From Your Board President

I hope everyone is enjoying this glorious fall weather and the beautiful colors of our mountains and trees. As I write this, Mt. Sopris is covered halfway down with a soft new dusting of snow. Everywhere you look, the aspens and cottonwoods seem to glow, so bright are their golden leaves. I try to savor every moment, because I know how quickly it will all be gone! I experience such gratitude for these sights—and gratitude is a practice I am trying to learn to cultivate. I encourage all of you to watch the video on Grassroots TV, in which Florence discusses this very topic on a program called “Habits of Happiness.”

Florence and I recently had a great meeting with Rev. Deborah Holder, Minister of Beloved Community for the Mountain Desert District of the UUA. In the course of our discussion, Deb referred us to the website, bethelove.net. I’ve spent some time reading the articles and blogs and found it to be a rich resource for the understanding and practices of Beloved Community (a term originating with Martin Luther King.)

I have shamelessly lifted one such article to share with you. Written by Meck Groot, it’s entitled “Spend Your Gifts,” and it refers to the 2011 graduation address given by Denzel Washington to the graduates of U. Penn. In the speech, Washington asks the graduates, “What are you going to do with what you have? And I’m not talking about how much you have. Some of you are business majors. Some of you are theologians, nurses, sociologists. Some of you have money. Some of you have patience. Some have kindness. Some have love. Some of you have the gift of long suffering. Whatever it is… what are you going to do with what you have?”

Groot writes, “I hear in Denzel’s words the invitation to spend those gifts even if you have no idea what will come back, what will be accomplished, what difference delivering your gifts will make. I hear in his words not to be shy with what you have, but to offer it, deliver it with abandon. Scatter it. Spread it.”
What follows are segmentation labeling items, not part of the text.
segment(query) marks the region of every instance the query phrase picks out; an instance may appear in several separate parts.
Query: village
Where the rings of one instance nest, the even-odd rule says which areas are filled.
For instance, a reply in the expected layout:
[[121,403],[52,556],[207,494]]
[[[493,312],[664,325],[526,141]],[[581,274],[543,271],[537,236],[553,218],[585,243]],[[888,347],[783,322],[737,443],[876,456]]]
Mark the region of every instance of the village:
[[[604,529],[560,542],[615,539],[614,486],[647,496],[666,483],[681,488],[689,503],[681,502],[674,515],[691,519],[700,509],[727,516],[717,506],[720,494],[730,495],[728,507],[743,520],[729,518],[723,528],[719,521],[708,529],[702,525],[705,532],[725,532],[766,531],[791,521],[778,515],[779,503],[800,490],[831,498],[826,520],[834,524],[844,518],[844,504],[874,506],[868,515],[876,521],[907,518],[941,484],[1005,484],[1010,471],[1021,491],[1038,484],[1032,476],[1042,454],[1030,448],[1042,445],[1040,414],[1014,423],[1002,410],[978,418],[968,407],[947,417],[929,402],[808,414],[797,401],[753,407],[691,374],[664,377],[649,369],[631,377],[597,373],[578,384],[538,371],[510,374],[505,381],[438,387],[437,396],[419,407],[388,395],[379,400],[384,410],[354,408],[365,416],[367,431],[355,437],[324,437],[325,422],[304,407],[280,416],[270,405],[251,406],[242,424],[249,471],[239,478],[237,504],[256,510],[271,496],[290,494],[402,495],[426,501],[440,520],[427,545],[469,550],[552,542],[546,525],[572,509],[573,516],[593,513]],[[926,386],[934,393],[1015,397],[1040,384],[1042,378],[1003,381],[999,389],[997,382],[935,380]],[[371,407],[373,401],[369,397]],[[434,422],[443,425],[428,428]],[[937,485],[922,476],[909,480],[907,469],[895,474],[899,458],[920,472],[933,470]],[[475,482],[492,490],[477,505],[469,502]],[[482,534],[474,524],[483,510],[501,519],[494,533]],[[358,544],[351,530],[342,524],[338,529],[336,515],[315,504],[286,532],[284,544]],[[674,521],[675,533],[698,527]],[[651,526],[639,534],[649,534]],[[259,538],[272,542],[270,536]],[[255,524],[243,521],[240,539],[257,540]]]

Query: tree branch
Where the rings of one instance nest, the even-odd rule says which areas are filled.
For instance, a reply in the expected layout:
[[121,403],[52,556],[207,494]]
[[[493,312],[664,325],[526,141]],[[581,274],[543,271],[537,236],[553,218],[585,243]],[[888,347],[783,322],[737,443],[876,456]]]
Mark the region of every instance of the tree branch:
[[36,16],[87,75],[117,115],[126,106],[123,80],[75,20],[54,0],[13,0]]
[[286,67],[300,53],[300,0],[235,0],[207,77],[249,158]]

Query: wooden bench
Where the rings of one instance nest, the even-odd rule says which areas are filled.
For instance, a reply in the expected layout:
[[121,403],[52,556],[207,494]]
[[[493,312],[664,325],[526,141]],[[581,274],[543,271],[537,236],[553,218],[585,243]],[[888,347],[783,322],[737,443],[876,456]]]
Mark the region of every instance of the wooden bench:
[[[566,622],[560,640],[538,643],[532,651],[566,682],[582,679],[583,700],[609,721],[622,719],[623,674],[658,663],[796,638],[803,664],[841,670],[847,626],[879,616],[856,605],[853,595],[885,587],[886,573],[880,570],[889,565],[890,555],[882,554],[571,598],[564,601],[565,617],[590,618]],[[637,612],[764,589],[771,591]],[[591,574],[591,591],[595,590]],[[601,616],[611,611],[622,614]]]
“Imagine,” says Denzel, “that you’re on your deathbed—and standing around your bed are the ghosts representing your unfulfilled potential. The ghosts of the ideas you never acted on. The ghosts of the talents you didn’t use. And they’re standing around your bed. Angry. Disappointed. Upset. ‘We came to you because you could have brought us to life,’ they say, ‘and now we go to the grave together.’

Groot concludes, “Do not let that happen. Take risks. Spend your gifts. That is what love is.”